Thanks very much for your reply! I will go to check that Guide later.
Let me provide some more details about the example data and model code. I have many observations of multinomial counts (3 categories), e.g., row 1: (10, 10, 10), row 2: (12, 8, 10), …, row S: (9, 9, 12). My primary target is to estimate the 3 probability parameters corresponding to the 3 multinomial categories. The first S multivariate observations are fully observed and can be fed into the common multinomial likelihood (with N=30, p=p[1:3]). Due to some special reasons, I also collect 5 extra observations with (NA, NA, NA), with informative missingness. The informative missingness means, I know the missing value for category 1 should be smaller than or equal to 10, and the missing value for category 2 is affirmed to be smaller than or equal to 8. Due to this informative missingness, the missing observations should contribute in the model. The strategy I planned for this is, treating the missing category 1 value as a parameter called Y_miss and putting prior, Truncated Binomial(N=30, p=p[1])T[0,10] on it.
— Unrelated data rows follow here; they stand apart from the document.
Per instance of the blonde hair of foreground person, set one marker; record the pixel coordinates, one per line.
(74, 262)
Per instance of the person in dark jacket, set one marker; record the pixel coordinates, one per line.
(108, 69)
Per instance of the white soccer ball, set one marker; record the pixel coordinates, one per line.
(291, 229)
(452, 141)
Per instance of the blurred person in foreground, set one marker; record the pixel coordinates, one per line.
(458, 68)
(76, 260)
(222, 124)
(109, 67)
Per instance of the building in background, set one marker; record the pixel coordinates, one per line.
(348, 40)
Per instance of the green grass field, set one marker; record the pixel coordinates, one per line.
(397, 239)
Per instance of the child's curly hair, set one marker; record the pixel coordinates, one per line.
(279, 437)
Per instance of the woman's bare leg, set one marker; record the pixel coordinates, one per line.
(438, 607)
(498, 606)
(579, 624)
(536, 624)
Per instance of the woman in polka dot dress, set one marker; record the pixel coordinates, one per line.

And then, conditional on the category 1 value (Y_miss), the category 2 count’s corresponding random variable will follow Binomial(N-Y_miss, p=p[2]/(p[2]+p[3])). For also incorporating the information that “category 2 value should be <=8”, we can add the cumulative version of the binomial distribution function above into the likelihood function to help enhance the estimation of p[1:3] (see the sample code below).
data {
int S;
int<lower=0> Y[S,3];
}
parameters {
real<lower=0, upper=1> p[3];
real Y_miss[5]; //the type here is problematic, but I do not know how to deal with this given the request below
}
model {
// some priors can be put for p[1:3], e.g., Dirichlet
for (s in 1:S){ //for those S rows of complete data
target += multinomial_lupmf(Y[s,]|to_vector(p));
}
for (i in 1:5){ //for those 5 rows of informative NA's
Y_miss[i] ~ binomial(30, p[1]) T[0, 10]; //I want to put truncated binomial prior for this Y_miss parameter
target += binomial_lcdf(8 | 30-Y_miss[i], p[2]/(p[2]+p[3])) //this is my planned likelihood function to handle this informative missing problem, not 100% sure this is appropriate
}
I hope the explanation and the example code clarifies my inquiry better. This model looks a little overparameterized by involving those missing value parameters, but they are nuisance and ancillary ones.
Thanks for any comments on the Stan implementation of this idea or any critiques on my model thoughts for this problem.
Sincerely,
Terrence